2. Do you think is necessary to know how to calculate this edit distance by hand? Because the questions 4 and 5 ask us for that? Or is only enough with doing a fast estimation doing an aligment like this
YES, it's important to know how to run the algorithm with small examples (it's not too difficult just focus in the closes cells to do calculation)

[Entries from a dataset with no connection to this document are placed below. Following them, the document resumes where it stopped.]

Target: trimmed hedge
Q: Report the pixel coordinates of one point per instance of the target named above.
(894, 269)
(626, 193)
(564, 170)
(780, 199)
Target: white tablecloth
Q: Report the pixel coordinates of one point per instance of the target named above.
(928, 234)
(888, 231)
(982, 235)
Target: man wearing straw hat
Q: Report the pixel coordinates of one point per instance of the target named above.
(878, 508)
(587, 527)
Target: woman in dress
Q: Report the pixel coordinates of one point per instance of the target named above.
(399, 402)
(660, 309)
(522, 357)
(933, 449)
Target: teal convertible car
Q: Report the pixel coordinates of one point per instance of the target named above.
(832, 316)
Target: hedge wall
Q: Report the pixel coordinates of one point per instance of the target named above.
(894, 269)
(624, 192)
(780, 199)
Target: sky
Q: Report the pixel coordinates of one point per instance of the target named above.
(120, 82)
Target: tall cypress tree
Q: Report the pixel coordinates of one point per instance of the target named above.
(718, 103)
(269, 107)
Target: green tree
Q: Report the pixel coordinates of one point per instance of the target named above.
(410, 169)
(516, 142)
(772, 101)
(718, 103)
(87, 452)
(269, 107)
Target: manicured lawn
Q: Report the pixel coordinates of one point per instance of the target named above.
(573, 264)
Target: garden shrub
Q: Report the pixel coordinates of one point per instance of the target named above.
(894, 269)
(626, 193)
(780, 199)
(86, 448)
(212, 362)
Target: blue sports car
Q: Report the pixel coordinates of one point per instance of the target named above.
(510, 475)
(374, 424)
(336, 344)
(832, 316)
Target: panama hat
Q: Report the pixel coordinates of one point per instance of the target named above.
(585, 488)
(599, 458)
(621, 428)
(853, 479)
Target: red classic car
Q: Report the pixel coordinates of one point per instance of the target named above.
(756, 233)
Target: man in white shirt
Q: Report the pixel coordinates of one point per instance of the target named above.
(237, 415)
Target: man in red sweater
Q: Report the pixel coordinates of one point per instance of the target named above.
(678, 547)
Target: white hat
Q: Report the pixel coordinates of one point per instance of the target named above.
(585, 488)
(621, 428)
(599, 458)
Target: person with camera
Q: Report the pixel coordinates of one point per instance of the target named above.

3. I don't understand where the aligment came into play. What an aligment really means? Is only as the image below.

![image.png](attachment:image.png)|

The alignment indicates in a visual way the path that you have to take in order to convert from one string to the other.

4. How backtrace works in order to get an alignment?
It always take the less cost path in order to get the alignment with the minimum distance. 
NOTE: However I still don't understand why in some cases we use more than 1 pointer.
    - **Why three pointers in some situations?**

5. Backtrace find the best alignment or is only a way to find a possible aligment. You can take any path back to the beginning, right?
Ir order to get the best alignment you always have to take the minimum path

![image.png](attachment:image.png)




# Important Takeways

- In general, for each Application we have to search an specific tokenizer for task at hand.